Besides the awesome resolution, there are two things that are striking about this image.

  • The colors aren’t natural (blue snow)! To get natural-looking color, the spectral bands should have followed the spectral sensitivity of the human eye. But of course, this being a weather satellite, the infrared (temperature-related) spectra are much more interesting.

  • The image seems compressed inwards near the left and right edges.

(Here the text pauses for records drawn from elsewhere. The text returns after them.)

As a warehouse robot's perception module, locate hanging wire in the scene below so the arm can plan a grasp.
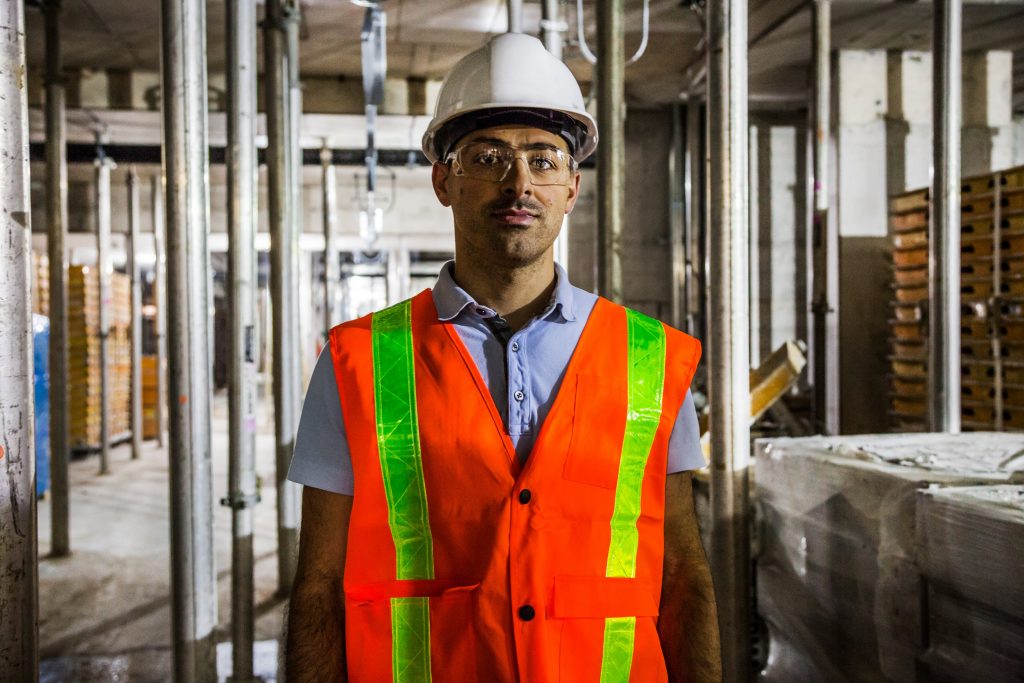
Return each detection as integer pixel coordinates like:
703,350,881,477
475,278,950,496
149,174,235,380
577,0,650,66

I guess this is how the METEOR’s lens deforms the image to get more land area onto its sensor.

The spectral bands

The Low-resolution Multispectral Scanner instrument acquiring these images can access six different spectral bands, but right now it seems only the first three are transmitted on LRPT.

Here’s a list of the spectral bands as given on ESA’s pages:

Spectral band Wavelengths
Band No 1 (VIS = Visible) 0.50 ± 0.2 - 0.70 ± 0.2 µm
Band No 2 (VNIR =Visible Near Infrared) 0.70 ± 0.2 - 1.10 ± 0.2 µm
Band No 3 (SWIR = Short Wave Infrared) 1.60 ± 0.50 - 1.80 ± 0.50 µm
Band No 4 (MWIR = Mid Wave Infrared) 3.50 ± 0.50 - 4.10 ± 0.50 µm
Band No 5 (TIR = Thermal Infrared) 10.5 ± 0.50 - 11.5 ± 0.50 µm
Band No 6 (TIR = Thermal Infrared) 11.5 ± 0.50 - 12.5 ± 0.50 µm

Here are the three first bands shown separately:

VIS: 0.5 µm - 0.7µm VNIR: 0.7 µm - 1.1 µm SWIR: 1.6 µm - 1.8 µm
METEOR R image METEOR G image METEOR B image

The contrast for snow on the Alps and in Norway is very striking in the VIS and NVIS images, while it appears dark (cold!) in the SWIR image.

A more natural-looking image

To create a more natural-looking image and undo the stretching, I used the SmoothMeteor software, also by Les Hamilton from whom I downloaded the Meteor LRPT Suite.

I chose the “Green land” color scheme to get the picture at the top if this page:

Stretching the METEOR image with smooth Meteor

Future

In the future, I hope to get less missing lines in the pictures by using an FM bandstop filter and LNA at the antenna. Let’s see how much that will help.

Meteor-M N2 is the only sat emitting LRPT in the easy VHF band for now… Two other Meteors were launched, but the first one, Meteor-M N2-1 was lost during a launch failure, and the second one, Meteor-M N2-2, worked for some time, but seems to have been hit by a micrometeorite and isn’t broadcasting on VHF anymore.

I really hope the Meteor-M N2-3 launch will happen this year (2020) as planned!